I absolutely believe that sys-admins are as stressed and worked thin as the rest of us and systems in general are worse off because of it but I have always been fascinated/irritated by the assumption that sys-admins are right until proven wrong.

1 comments

As someone on the other side of this, I'm sympathetic and genuinely do try to debug problems, but, off the top of my head,

a) I don't actually have the same level of access to our cluster as our users do. There are datasets and even programs with contractual limitations on who can access it. So if you tell me "My job isn't working," I can't run it myself and see what's wrong; you need to send me the error message. Just like with software, if you can get me a minimal, self-contained example (especially one I can run myself), I can try to figure out why it's breaking, but I can't necessarily minimize your code.

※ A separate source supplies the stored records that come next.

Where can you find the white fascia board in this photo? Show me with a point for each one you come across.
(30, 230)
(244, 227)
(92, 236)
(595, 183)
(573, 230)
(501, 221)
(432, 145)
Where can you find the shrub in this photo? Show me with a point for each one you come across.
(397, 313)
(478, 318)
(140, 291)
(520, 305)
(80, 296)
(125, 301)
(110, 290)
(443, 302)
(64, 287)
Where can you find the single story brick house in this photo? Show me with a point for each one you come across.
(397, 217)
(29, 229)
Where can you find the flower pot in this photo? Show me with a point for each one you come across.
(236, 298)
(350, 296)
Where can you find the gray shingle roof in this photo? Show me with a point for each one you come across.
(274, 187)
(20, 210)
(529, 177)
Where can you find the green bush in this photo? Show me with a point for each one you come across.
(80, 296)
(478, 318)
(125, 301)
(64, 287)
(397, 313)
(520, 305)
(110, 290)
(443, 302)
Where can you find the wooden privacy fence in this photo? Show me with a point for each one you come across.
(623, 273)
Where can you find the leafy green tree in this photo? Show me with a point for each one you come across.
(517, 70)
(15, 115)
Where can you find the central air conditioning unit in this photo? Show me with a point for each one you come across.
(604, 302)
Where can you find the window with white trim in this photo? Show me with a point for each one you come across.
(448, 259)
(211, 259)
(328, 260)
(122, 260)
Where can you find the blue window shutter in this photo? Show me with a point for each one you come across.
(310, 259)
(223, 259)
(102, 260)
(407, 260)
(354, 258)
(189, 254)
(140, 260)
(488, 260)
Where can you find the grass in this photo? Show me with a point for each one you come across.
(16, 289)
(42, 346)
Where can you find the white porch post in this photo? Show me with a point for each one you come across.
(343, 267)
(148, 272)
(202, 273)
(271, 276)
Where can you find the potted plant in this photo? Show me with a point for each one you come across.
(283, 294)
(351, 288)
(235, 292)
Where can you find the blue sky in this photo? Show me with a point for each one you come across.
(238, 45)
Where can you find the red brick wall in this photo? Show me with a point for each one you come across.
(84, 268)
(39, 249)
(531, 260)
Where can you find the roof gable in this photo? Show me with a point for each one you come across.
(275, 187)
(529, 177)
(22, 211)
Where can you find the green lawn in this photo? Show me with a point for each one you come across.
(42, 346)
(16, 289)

b) Somewhat by definition (a system with "sysadmins" necessarily has enough users to justify paying us), there are a whole lot of other users who don't have whatever problem you have. (We notice very quickly if a problem is affecting everyone.) So chances are high that the answer is "You're holding it wrong" instead of "The tool is broken." Yes, a lot of the time that's bad documentation or bad error messages, which we can and should fix, but the common answer to those questions in practice is your teammate shows you how to hold the tool. The point of a sysadmin is to take advantage of economies of scale; it doesn't scale for us to debug everyone's problems. (And there's a very real sense where time spent helping an individual user is time not spent writing docs or improving error messages.)

I think these problems ought to be solvable, and I'm curious what we (culturally) can do to make this better.

At the somewhat deep technical level, I've been sort of wondering about the nature of errors. Some errors - e.g., statting a file that doesn't exist - are fairly common in working software. Others - e.g., statting a file that you don't have permissions to - ought to be pretty rare. Suppose we had a kernel that could distinguish those, somehow, and sample backtraces or error contexts in some fashion. Would that help us identify problems like this faster, and narrow down quicker on the fact that the system actually isn't working right?

All of those are great points and I agree, I just find myself, more often lately, exhaustively trying to prove my bug is real before something gets fixed.

I wish there were some sort of badges I could acquire, like "You have earned 5 bugs to be fixed, without being a dumbass" badge. And then my 6th one might get escalated earlier.

Like I said, I really appreciate both sides of the issue and am also not certain how to make it better.

The idea with badges is awesome! Kind of like a trusted traveler program, but for sysops.